Körfez İşbirliği Konseyi'nin (KİK) olağanüstü zirvesinin ardından düzenlenen olağanüstü Arap zirvesinin kapanış bildirgesinde de İran vurgusu yapılırken Arap dünyasının temel meselesi olan Filistin meselesi ikinci planda kaldı.
Bildirgede, İran yapımı balistik füzelerin Yemen'den Suudi Arabistan topraklarına atılması, İran'ın, Birleşik Arap Emirlikleri'nin (BAE) adalarını işgal etmesi (Büyük Tunb, Küçük Tunb ve Ebu Musa adaları), Suriye krizine müdahale etmesi ve toprak bütünlüğünü etkilemesi, Bahreyn'in iç işlerine karışması ve oradaki terör örgütlerini desteklemesi kınandı.
Bildirgede Filistin konusunda ise önceki Arap zirvesinde alınan kararlara bağlılık vurgusu yapıldı.
Arap zirvelerinde genellikle 2002'de Lübnan'ın başkenti Beyrut'taki zirvede kabul edilen Arap Barış Planı'na atıfta bulunuluyor.

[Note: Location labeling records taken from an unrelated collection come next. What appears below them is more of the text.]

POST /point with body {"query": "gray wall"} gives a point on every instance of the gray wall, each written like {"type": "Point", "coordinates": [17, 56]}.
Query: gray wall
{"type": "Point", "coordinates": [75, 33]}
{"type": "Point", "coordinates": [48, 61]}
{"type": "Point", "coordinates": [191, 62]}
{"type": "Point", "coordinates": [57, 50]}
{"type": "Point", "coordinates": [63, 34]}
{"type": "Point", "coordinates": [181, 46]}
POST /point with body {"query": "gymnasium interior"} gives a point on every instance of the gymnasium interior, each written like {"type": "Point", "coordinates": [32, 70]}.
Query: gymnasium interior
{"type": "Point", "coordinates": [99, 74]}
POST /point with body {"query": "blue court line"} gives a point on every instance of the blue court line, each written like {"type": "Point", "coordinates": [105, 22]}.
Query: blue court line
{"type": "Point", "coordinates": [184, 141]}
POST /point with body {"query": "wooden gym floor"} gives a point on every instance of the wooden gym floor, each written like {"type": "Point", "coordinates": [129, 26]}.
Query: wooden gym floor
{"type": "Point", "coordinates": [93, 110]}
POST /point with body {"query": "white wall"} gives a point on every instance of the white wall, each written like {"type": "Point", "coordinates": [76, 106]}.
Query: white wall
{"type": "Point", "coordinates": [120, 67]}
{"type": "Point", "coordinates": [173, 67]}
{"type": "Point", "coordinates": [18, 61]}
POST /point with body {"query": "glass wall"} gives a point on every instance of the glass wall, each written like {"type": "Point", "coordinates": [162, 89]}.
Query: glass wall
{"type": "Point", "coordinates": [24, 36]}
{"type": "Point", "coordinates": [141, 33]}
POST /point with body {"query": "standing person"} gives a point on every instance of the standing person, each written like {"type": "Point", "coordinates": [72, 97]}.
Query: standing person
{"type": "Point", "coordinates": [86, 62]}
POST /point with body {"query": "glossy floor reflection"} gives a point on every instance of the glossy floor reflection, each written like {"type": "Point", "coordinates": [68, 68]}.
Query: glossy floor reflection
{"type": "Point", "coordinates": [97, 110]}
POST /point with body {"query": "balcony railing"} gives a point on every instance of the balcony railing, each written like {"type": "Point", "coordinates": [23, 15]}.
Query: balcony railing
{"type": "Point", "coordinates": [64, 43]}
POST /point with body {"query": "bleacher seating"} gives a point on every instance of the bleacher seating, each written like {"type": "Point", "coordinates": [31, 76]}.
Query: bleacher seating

Söz konusu plan, Arap topraklarındaki İsrail işgalinin son bulmasını, 1967 sınırlarında başkenti Doğu Kudüs olan Filistin devletinin kurulmasını, Filistinli mülteciler sorununun adil bir şekilde çözülmesini ve buna karşılık İsrail'le normal ilişkiler kurulmasını öngörüyor.
KİK ve Arap zirvelerinin ardından bugün Mekke'de 14'üncü İslam İşbirliği Teşkilatı olağan zirvesinin düzenlenmesi planlanıyor.